Esteban and Austin visit every day, each bringing their own version of comfort. Esteban always has some wild story to share, his voice filling the sterile hospital room with laughter, even if it feels misplaced. Austin is quieter, his focus on reassuring me that Noah will pull through, though I can see the worry etched in his face.
Beth has been my rock. She’s here every morning, armed with coffee and determination. She makes sure I eat, even if it’s just a few bites, and keeps my spirits up with her unwavering positivity. She tells me stories about Noah as a child; how stubborn he was, how he always looked out for others. “He’s strong, Josy,” she says often, her hand resting on mine. “He’ll come back to us.”

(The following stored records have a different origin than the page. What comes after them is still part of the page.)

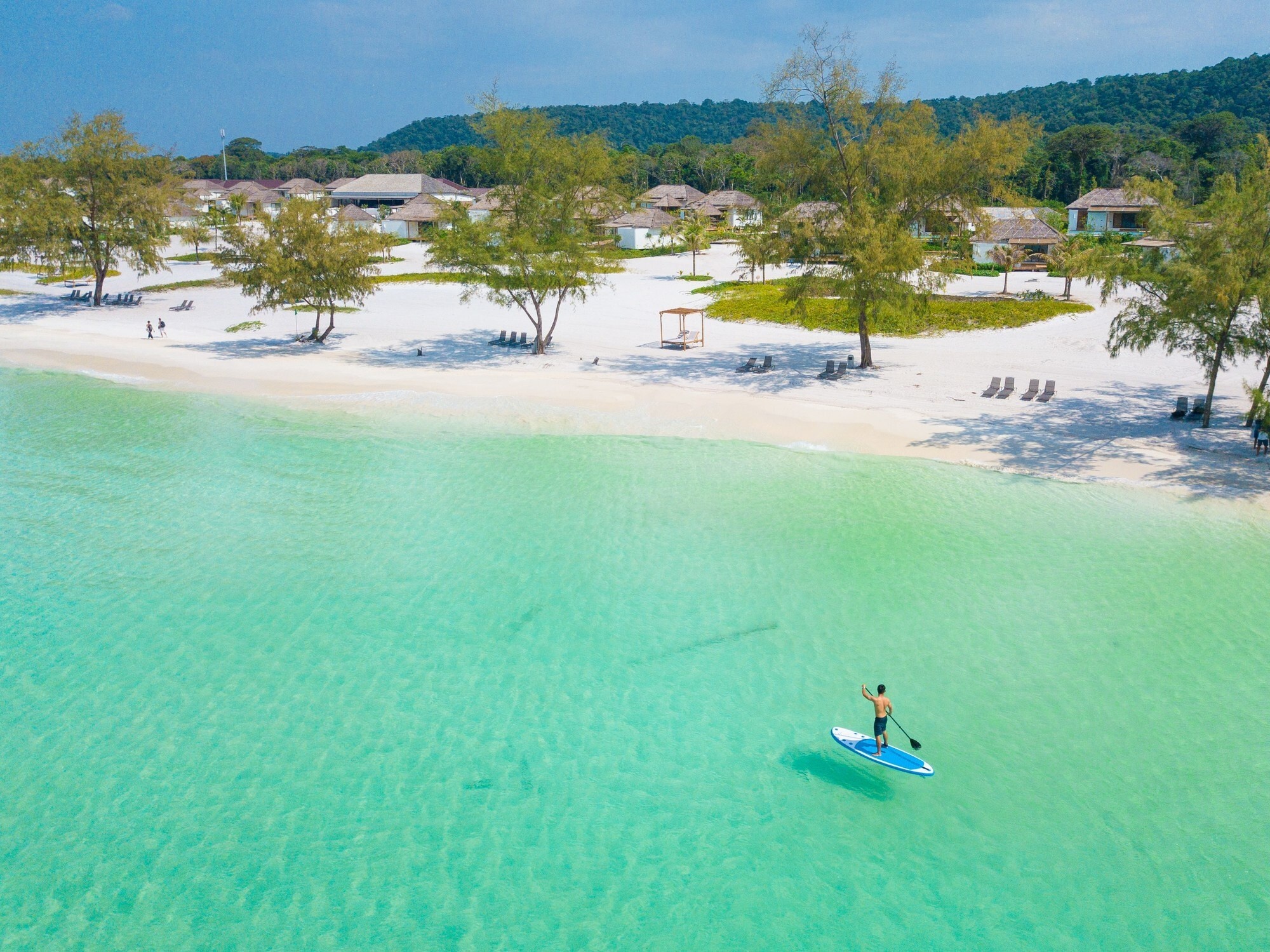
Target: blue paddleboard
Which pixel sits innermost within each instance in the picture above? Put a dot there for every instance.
(892, 757)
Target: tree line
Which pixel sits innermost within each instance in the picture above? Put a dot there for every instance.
(876, 163)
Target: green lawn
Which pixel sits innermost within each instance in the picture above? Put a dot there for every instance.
(415, 277)
(737, 301)
(180, 285)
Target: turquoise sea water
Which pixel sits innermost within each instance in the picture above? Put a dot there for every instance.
(279, 680)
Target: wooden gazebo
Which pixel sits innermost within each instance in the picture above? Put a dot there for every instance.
(685, 338)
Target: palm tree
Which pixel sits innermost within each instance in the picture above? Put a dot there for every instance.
(1065, 259)
(1008, 257)
(195, 234)
(750, 250)
(238, 202)
(697, 236)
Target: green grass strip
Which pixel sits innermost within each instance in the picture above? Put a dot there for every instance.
(763, 302)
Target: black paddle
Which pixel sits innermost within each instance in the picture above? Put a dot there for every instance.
(916, 746)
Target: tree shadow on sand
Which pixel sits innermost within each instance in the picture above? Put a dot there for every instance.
(796, 366)
(264, 347)
(32, 306)
(1071, 436)
(449, 352)
(830, 768)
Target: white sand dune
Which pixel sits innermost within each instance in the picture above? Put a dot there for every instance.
(1109, 423)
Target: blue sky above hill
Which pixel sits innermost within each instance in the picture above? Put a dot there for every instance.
(295, 72)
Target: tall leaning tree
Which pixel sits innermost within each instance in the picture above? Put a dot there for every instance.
(95, 197)
(1203, 296)
(300, 257)
(537, 250)
(882, 163)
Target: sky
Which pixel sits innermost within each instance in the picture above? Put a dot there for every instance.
(327, 72)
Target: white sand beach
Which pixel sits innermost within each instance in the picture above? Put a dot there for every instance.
(1111, 420)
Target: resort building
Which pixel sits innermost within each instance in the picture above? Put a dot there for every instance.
(396, 191)
(417, 217)
(258, 199)
(739, 210)
(302, 188)
(181, 212)
(642, 227)
(1107, 210)
(485, 206)
(356, 216)
(1014, 227)
(670, 198)
(813, 211)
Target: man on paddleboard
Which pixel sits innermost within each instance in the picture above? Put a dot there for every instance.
(882, 711)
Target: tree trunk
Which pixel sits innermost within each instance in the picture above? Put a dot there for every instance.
(1217, 366)
(1262, 389)
(866, 351)
(330, 326)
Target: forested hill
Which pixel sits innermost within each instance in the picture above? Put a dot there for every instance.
(641, 124)
(1160, 99)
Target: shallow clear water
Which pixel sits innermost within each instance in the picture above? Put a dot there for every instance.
(277, 680)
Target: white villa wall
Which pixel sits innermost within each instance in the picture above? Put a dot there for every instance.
(641, 238)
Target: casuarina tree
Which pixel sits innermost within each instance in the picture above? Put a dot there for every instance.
(300, 257)
(535, 250)
(1203, 295)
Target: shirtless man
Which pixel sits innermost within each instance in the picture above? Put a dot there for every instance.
(882, 711)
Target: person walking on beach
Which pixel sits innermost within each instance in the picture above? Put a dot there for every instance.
(882, 711)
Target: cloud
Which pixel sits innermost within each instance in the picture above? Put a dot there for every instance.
(116, 13)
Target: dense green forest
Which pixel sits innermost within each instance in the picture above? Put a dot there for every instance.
(639, 124)
(1187, 126)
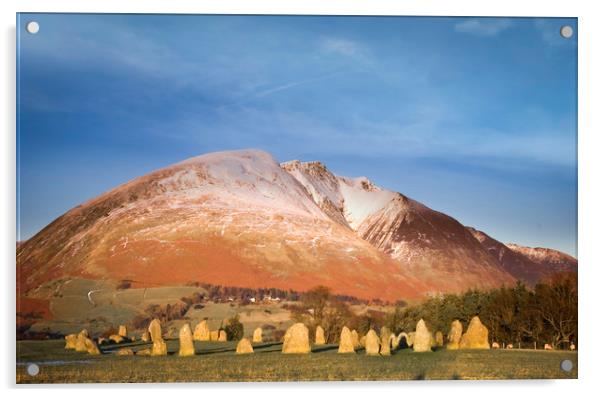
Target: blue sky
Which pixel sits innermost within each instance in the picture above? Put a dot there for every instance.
(474, 117)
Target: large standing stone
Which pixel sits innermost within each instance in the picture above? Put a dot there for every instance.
(476, 336)
(320, 339)
(454, 336)
(356, 339)
(116, 338)
(258, 335)
(201, 331)
(422, 338)
(244, 346)
(159, 347)
(70, 341)
(296, 339)
(80, 343)
(186, 343)
(385, 341)
(394, 342)
(346, 342)
(372, 343)
(91, 347)
(363, 341)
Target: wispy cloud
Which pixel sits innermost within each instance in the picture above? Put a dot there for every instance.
(484, 27)
(342, 47)
(278, 88)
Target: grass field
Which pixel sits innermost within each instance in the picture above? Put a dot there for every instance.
(217, 362)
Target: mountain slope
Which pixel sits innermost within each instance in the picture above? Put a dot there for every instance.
(516, 263)
(232, 218)
(551, 259)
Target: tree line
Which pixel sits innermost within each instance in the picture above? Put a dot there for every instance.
(546, 313)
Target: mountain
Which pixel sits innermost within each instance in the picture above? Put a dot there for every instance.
(430, 245)
(514, 262)
(240, 218)
(555, 261)
(231, 218)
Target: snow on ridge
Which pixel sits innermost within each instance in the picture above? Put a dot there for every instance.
(245, 177)
(356, 198)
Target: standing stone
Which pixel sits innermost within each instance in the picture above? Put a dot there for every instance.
(454, 336)
(201, 331)
(244, 346)
(394, 342)
(258, 335)
(80, 343)
(91, 347)
(186, 343)
(124, 351)
(476, 336)
(346, 342)
(116, 338)
(159, 347)
(70, 341)
(320, 339)
(144, 352)
(296, 339)
(372, 343)
(363, 341)
(356, 339)
(405, 337)
(422, 338)
(385, 341)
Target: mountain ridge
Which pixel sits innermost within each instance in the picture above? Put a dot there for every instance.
(242, 218)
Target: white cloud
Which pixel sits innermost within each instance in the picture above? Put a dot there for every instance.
(484, 27)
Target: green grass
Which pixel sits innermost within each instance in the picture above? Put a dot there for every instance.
(217, 362)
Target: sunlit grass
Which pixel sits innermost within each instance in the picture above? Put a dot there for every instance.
(217, 362)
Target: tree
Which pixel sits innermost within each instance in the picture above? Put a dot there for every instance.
(557, 306)
(234, 328)
(316, 300)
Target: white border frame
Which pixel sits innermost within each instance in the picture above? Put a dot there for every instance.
(590, 197)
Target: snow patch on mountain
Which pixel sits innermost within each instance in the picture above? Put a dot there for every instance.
(362, 198)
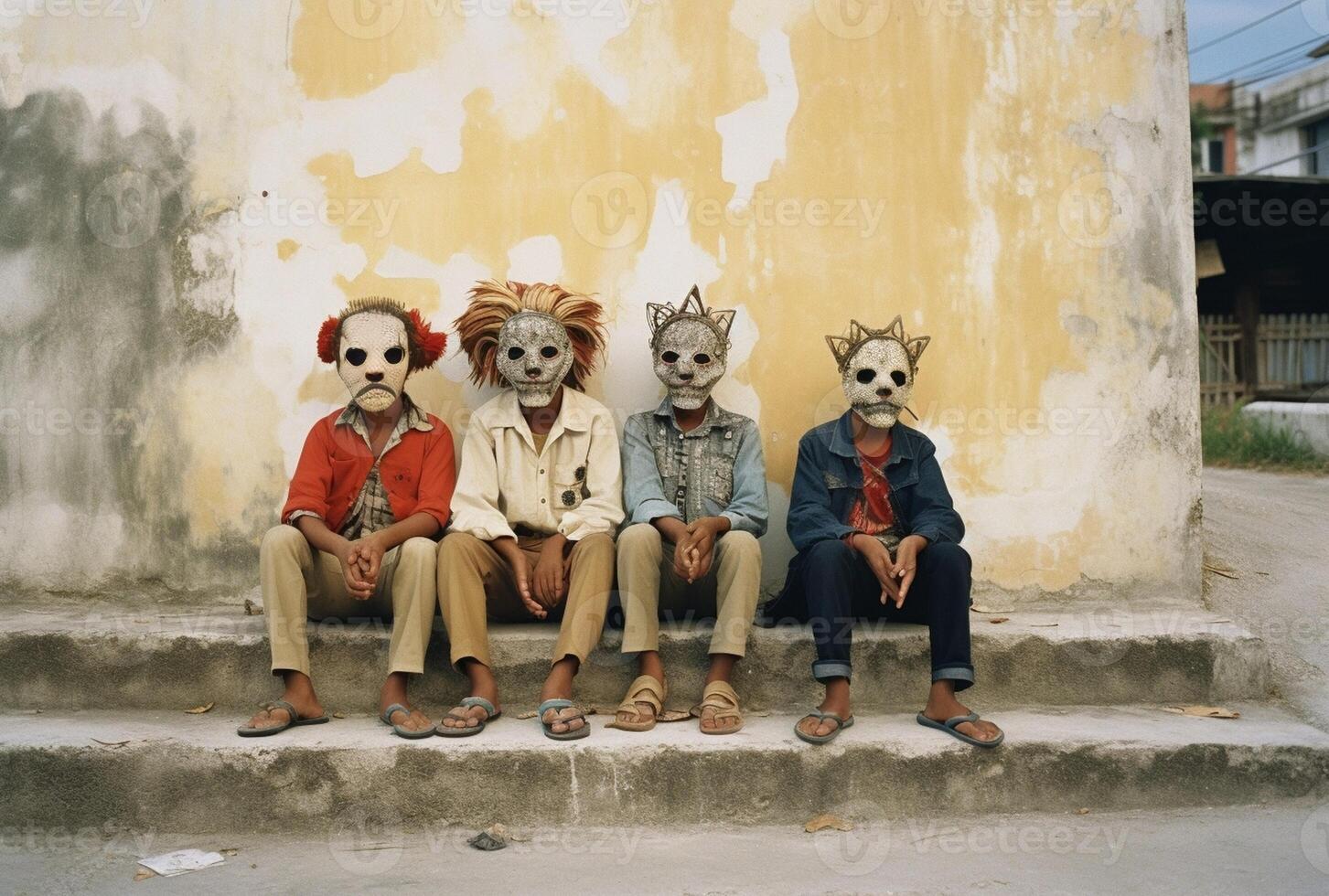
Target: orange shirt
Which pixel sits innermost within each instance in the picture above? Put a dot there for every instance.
(871, 512)
(419, 472)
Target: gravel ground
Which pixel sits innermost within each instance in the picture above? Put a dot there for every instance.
(1272, 532)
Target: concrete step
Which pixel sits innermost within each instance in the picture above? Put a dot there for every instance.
(170, 772)
(65, 655)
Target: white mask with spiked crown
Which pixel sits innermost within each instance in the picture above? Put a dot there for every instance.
(877, 369)
(691, 346)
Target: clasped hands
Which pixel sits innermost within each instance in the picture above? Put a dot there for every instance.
(897, 574)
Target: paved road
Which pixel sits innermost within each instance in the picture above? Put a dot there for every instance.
(1246, 849)
(1273, 530)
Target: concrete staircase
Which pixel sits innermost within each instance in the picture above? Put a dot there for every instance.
(93, 731)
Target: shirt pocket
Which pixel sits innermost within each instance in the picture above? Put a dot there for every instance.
(722, 453)
(571, 485)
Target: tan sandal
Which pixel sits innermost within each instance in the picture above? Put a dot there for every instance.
(724, 700)
(646, 688)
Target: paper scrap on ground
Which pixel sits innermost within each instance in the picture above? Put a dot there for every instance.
(181, 861)
(1205, 711)
(826, 820)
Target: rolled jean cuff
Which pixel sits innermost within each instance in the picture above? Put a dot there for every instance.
(827, 669)
(962, 676)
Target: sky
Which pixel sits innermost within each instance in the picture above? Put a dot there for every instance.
(1237, 59)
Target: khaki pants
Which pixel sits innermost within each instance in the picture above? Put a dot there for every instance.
(648, 586)
(476, 584)
(299, 585)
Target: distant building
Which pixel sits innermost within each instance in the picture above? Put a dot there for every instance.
(1282, 125)
(1215, 152)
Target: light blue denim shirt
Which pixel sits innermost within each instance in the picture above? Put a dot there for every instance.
(715, 469)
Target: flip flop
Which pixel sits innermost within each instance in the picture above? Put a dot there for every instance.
(646, 688)
(823, 738)
(949, 728)
(560, 703)
(722, 699)
(294, 720)
(404, 731)
(490, 714)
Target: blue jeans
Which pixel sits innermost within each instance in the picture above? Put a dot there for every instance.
(838, 588)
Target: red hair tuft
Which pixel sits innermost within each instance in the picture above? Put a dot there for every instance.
(432, 345)
(327, 339)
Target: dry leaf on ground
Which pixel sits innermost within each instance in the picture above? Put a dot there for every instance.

All of Noah’s family has been by to visit, their love and concern filling the room in waves. His sister, Eva, has been calling nonstop from Florida. She wants to come so badly, but Beth convinced her to stay and finish her work commitments. “He wouldn’t want her to drop everything,” Beth explained, though I can hear the longing in her voice whenever she talks to Eva on the phone.
The nurse comes in now to check Noah’s vitals, and I hold my breath, watching her every move, hoping for some sign of change. But when she leaves, the room feels even quieter than before. I reach for Noah’s hand, tracing the calluses on his palm with my fingers. “You need to wake up, Noah,” I whisper, my voice trembling. “Everly and I need you.Ineed you.”
The door creaks open, and I look up to see Adrian peeking in, holding a deck of cards. “Are you ready to lose again?” he asks with a grin that’s too mischievous for his age.
I wipe my face quickly and manage a small smile. “You’re on, kiddo.”
As he sets up the cards on the bedside table, I glance at Noah again, willing him to wake up and join us. I’d give anything to hear his voice, to feel his arms around me, to see him smile. But for now, all I can do is wait. And hope.
Chapter Thirty-Five
Noah
Adeep, throbbing ache pulls me from the void. My head feels like it’s being split in two, each pulse pounding louder than the last. Every inch of my body is screaming, but the pain feels distant, like it belongs to someone else. I try to open my eyes, but the light is blinding, piercing straight through my skull.
I groan—or at least I think I do. My throat feels raw, like I’ve swallowed a handful of sandpaper. The antiseptic smell hits me next, sharp and sterile, making my stomach churn. Somewhere nearby, a machine beeps steadily, its rhythm both grounding and unnerving.
Where the hell am I?
I fight against the heaviness weighing me down, forcing my eyes open in short bursts. Everything is blurry, the white walls and harsh fluorescent lights blending together in a dizzying haze. Am I dreaming?
No, this feels too real. Too loud. Too painful.
I finally manage to keep my eyes open long enough to take in my surroundings. The sterile white walls, the linoleum floor, the IV hooked to my arm. It all screams hospital.
Why am I in a hospital?
I try to move, but my legs feel like they’re made of lead, unresponsive to even the smallest command. My right arm is trapped in a cast, a dull ache radiating from it with every attempt to shift.
I don’t remember anything.
My breathing quickens, panic bubbling up in my chest. What happened to me? The last thing I remember is…
I draw a blank.
Frustration mixes with fear as I struggle to piece together even a fragment of memory. My mouth is dry, and I turn my head slightly, searching for water, for anything. The motion sends a fresh wave of pain crashing through my skull, and I hiss through clenched teeth.
The room is empty. No familiar faces, no voices to reassure me. Just the beeping machines and the faint hum of fluorescent lights.